Now, split ₹20,000 (including the additional ₹5,000) as follows: invest ₹4,000 each in ICICI Pru Focused Bluechip and Franklin India Smaller Companies. Since you already have a large-cap fund from the same house, you can stop investing in ICICI Pru Dynamic. Also, this scheme is a tad defensive. You can invest ₹4,000 in Mirae Asset India Opportunities, a multi-cap scheme with a proven record.
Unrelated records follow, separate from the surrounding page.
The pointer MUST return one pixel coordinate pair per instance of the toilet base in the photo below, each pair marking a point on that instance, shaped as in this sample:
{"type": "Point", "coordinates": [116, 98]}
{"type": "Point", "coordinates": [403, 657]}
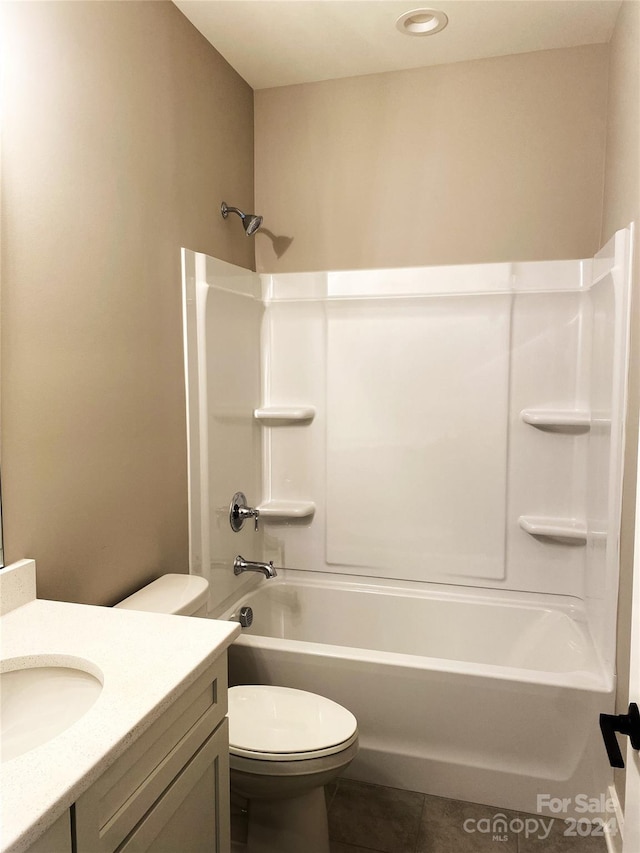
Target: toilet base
{"type": "Point", "coordinates": [289, 825]}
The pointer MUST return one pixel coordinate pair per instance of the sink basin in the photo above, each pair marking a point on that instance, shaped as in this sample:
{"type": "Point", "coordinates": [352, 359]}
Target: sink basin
{"type": "Point", "coordinates": [39, 702]}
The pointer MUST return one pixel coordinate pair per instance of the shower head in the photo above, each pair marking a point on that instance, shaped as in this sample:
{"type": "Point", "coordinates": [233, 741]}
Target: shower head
{"type": "Point", "coordinates": [250, 221]}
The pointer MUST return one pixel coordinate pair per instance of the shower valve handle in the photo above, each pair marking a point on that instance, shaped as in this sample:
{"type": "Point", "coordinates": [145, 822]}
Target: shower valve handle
{"type": "Point", "coordinates": [626, 724]}
{"type": "Point", "coordinates": [239, 512]}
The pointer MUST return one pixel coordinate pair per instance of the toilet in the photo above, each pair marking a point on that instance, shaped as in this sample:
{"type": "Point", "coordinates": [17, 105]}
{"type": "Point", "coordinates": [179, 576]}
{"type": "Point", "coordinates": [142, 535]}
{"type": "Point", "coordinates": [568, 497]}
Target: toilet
{"type": "Point", "coordinates": [285, 745]}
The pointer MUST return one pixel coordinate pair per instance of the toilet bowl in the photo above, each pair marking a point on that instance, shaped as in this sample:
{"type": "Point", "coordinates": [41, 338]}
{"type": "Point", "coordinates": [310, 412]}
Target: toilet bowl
{"type": "Point", "coordinates": [285, 745]}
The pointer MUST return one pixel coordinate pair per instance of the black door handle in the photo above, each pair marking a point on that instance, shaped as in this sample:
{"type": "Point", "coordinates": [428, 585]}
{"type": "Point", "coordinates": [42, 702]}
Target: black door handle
{"type": "Point", "coordinates": [626, 724]}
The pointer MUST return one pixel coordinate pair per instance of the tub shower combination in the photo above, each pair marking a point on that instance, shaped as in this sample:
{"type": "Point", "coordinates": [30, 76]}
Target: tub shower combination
{"type": "Point", "coordinates": [435, 456]}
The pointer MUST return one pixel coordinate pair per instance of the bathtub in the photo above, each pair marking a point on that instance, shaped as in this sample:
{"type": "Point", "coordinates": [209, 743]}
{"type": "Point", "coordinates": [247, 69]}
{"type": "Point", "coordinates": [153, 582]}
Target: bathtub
{"type": "Point", "coordinates": [496, 713]}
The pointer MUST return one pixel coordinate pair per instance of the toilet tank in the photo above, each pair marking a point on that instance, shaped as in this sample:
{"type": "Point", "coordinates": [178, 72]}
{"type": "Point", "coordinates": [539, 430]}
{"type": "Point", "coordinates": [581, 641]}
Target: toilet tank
{"type": "Point", "coordinates": [182, 595]}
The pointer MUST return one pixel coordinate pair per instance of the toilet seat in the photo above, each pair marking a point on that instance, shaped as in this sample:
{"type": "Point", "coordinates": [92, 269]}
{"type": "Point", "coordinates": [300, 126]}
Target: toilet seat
{"type": "Point", "coordinates": [283, 724]}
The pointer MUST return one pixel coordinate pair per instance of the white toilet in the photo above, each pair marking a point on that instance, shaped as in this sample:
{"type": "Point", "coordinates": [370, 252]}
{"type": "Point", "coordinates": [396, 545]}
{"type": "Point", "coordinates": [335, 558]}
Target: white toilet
{"type": "Point", "coordinates": [284, 744]}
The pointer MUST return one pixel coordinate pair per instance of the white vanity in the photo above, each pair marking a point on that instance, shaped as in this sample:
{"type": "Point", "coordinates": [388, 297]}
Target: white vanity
{"type": "Point", "coordinates": [144, 767]}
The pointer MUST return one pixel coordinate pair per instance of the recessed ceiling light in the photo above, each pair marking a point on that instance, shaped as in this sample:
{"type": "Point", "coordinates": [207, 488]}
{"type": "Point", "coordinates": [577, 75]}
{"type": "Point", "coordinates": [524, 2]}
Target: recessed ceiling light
{"type": "Point", "coordinates": [422, 22]}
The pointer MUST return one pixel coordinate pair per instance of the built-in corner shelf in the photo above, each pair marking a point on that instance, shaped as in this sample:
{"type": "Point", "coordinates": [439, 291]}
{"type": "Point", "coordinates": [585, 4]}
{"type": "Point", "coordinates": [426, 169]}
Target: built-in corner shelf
{"type": "Point", "coordinates": [287, 510]}
{"type": "Point", "coordinates": [558, 420]}
{"type": "Point", "coordinates": [568, 531]}
{"type": "Point", "coordinates": [284, 415]}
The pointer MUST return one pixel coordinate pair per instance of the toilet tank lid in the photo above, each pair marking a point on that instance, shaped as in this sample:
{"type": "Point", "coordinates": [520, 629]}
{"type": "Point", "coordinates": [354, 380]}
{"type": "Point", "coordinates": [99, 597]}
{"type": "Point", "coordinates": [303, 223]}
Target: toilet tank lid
{"type": "Point", "coordinates": [182, 595]}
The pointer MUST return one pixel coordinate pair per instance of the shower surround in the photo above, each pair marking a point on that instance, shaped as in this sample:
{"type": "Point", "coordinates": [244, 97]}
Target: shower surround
{"type": "Point", "coordinates": [436, 454]}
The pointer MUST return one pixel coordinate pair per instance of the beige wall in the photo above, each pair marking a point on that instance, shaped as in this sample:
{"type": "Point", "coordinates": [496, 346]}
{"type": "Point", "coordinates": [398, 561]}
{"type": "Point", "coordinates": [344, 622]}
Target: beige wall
{"type": "Point", "coordinates": [491, 160]}
{"type": "Point", "coordinates": [621, 206]}
{"type": "Point", "coordinates": [123, 130]}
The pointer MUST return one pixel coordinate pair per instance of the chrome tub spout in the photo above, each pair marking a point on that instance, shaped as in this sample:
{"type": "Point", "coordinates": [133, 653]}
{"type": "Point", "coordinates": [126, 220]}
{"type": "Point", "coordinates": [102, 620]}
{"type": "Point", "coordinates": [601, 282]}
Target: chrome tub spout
{"type": "Point", "coordinates": [241, 565]}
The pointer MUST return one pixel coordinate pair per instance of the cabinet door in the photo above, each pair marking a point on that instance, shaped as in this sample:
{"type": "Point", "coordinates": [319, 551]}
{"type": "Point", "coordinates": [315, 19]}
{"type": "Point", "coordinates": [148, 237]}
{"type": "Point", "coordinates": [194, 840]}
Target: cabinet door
{"type": "Point", "coordinates": [192, 815]}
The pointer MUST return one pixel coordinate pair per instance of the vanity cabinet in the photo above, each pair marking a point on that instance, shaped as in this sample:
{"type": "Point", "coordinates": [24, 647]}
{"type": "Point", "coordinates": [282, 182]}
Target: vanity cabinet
{"type": "Point", "coordinates": [57, 839]}
{"type": "Point", "coordinates": [170, 790]}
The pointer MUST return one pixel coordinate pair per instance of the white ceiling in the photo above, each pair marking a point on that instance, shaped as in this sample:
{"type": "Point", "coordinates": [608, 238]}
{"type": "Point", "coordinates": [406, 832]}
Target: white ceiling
{"type": "Point", "coordinates": [281, 42]}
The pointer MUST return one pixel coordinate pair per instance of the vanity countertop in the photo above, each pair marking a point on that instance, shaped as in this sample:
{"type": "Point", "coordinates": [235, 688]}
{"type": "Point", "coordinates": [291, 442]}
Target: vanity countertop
{"type": "Point", "coordinates": [145, 662]}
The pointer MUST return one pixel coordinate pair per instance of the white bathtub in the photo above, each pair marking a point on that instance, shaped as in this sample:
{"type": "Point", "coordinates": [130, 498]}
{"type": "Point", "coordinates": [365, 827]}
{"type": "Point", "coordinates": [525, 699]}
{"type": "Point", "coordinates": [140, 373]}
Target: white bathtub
{"type": "Point", "coordinates": [487, 698]}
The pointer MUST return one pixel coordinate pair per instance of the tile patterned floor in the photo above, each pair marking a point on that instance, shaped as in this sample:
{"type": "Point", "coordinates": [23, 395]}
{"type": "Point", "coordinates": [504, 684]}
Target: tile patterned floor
{"type": "Point", "coordinates": [367, 818]}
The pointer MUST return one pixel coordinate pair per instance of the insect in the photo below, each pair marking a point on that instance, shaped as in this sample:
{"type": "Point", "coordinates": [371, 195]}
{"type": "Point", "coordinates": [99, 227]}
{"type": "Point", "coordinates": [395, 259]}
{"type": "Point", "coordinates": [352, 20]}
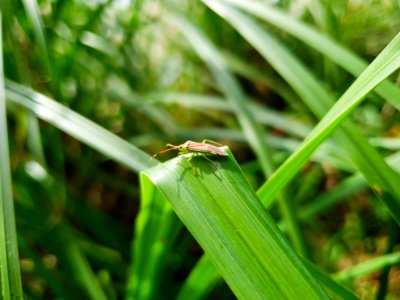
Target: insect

For the balance ₹8,000, you can consider investing ₹4,000 in HDFC Midcap Opportunities, while another ₹4,000 can be parked in UTI Equity, a quality large-cap name.

Thus, your portfolio would have two large-caps, one multi-cap and a couple of mid-cap schemes, giving it sufficient balance, while also being a tad aggressive.

Review the schemes in your portfolio once every year and take corrective action, if necessary, and rebalance.

It would be advisable to have a target corpus in mind and book profits or sell units when the goal is reached ahead of time.

I have been investing a total of ₹9,000 every month for the past two years for building a retirement corpus and have a 20-year time frame. The schemes are Quantum Long Term Equity and IDFC Premier Equity. Both the schemes have not been performing that well, of late. Should I change the schemes and opt for other funds?

Ranjit

Both Quantum Long Term Equity and IDFC Premier Equity have good long-term track records. But as you have rightly pointed out, both the schemes have underperformed top peers. For IDFC Premier Equity, the other concern is that its longstanding fund manager has recently quit.

It would be advisable, therefore, to stop further investments in these two schemes. Invest, instead, in UTI Equity and ICICI Pru Value Discovery. The former is a large-cap scheme and the latter a proven mid-cap.

Since you are saving for a long-term goal such as retirement, invest in other assets such as debt (PPF, NSC), gold and real estate to create a balanced portfolio.

I am 25 and wish to invest in mutual funds. I can park ₹5,000 every month. Please suggest schemes for five-six years.

Girish Kumar

Since you are just starting off on fund investments, you should consider large-cap or balanced schemes. But you must have a time horizon of 7-10 years at least so that you beat standard indices and inflation convincingly. But if you need the money within a five-six-year time frame, invest ₹2,500 each in Franklin India Bluechip and Tata Balanced. A conservative portfolio is suggested as you are a beginner and have a relatively shorter investment horizon.